Sorry to SPAM, I asked this question in the UTM 9 forum and have yet to get a reply.  I am hoping for a better luck here.

Does anyone know how a person with a home license would go about seeking the "elevated" features of sandstorm with the home license?  Can it be added as a second license or is the "elevated" sandstorm license incorporated into the UTM license?   Also, if a home user can purchase an "elevated" sandstorm add on, how/who does one do that and through whom?

  • There is currently no option planned for Sandstorm for home users. We are considering a number of options for the future, however as if now there is none available for home use.

  • Jan, I think Sophos needs to keep in mind the amount of information you will be able to aggregate by making Sandstorm available to the Home product. Then the home/consumer community essentially becomes the engine that drives the success of your Commercial component by it being much more data rich..

    Just my 2 cents if this makes sense..

  • Currently using sandstorm on my home licence. Nothing found so far. I configured this as an attempt to reduce the junk/risky emails we receive, I found a limitation that will affect most home users and small businesses that don't have their own mail server. You cannot scan IMAP/S mail and I am not sure about POP3S connections.

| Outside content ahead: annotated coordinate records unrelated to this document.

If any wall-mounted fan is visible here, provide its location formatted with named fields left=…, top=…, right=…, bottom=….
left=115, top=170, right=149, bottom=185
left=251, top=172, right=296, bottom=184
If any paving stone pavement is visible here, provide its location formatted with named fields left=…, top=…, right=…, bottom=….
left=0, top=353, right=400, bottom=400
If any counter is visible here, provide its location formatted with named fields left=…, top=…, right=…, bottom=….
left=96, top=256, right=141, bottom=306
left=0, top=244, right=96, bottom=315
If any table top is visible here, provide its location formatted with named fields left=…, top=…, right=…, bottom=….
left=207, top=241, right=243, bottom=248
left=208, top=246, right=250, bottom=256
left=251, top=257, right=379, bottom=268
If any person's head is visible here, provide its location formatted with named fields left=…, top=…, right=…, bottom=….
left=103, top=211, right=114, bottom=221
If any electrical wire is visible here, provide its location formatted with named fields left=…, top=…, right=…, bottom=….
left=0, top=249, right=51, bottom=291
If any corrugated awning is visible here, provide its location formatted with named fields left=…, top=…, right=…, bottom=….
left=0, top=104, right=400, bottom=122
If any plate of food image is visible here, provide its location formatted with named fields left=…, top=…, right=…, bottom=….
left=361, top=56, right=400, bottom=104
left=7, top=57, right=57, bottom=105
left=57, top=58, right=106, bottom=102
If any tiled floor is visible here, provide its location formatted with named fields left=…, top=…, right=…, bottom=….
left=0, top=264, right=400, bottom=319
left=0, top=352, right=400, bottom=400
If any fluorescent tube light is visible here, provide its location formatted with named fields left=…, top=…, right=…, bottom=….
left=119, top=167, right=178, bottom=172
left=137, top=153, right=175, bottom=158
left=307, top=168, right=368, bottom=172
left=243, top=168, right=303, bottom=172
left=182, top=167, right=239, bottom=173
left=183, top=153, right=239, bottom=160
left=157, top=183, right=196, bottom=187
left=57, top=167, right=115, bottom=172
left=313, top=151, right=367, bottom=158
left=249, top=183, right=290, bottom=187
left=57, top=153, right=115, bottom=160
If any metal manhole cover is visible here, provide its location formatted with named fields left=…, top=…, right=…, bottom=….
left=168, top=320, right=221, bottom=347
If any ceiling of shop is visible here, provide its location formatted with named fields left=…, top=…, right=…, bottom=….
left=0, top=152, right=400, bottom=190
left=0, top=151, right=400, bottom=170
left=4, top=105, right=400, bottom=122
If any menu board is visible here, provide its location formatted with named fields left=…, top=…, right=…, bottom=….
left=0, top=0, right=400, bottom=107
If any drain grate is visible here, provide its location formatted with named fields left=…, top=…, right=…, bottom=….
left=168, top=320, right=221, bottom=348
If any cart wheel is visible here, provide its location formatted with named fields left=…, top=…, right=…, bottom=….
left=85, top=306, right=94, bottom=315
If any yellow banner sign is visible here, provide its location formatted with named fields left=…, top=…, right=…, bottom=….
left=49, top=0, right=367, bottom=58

    Your 2 cents and my 10 cents don't buy us anything, but might prompt someone to action this for the next release.


    home UTM 9.x running in ESXi 6 e3-1275v2

    AP55c and AP10 (courtesy Astaro)

    Three other UTMs, SUM and SFM in hibernation

    XG 15.x MR3 in hibernation

  • I have been in school and out of touch with the progress that Sophos has been making with the UTM, so forgive me if I am wrong on this.

    I agree that the home users will provide a huge amount of benefit to Sophos and the community as a whole. Not so much in email, as I am sure most of them will be using POP3 or IMAP (not sure why this can't be covered), but in the downloads via the web. I have a malware hunting lab and I submit new malware all the time that gets by AV. By uploading these through Sophos,Sandstorm, long before I send it off to AV companies, Sophos could be ahead of the game. Granted I am just one person, but people download malware all the time, especially when they are unpatched and exploit kits hit them. Right now EK's are starting more and more to serve up ransomware.

    Of course, this assumes that web downloads that are executable would be sent up to Sandstorm.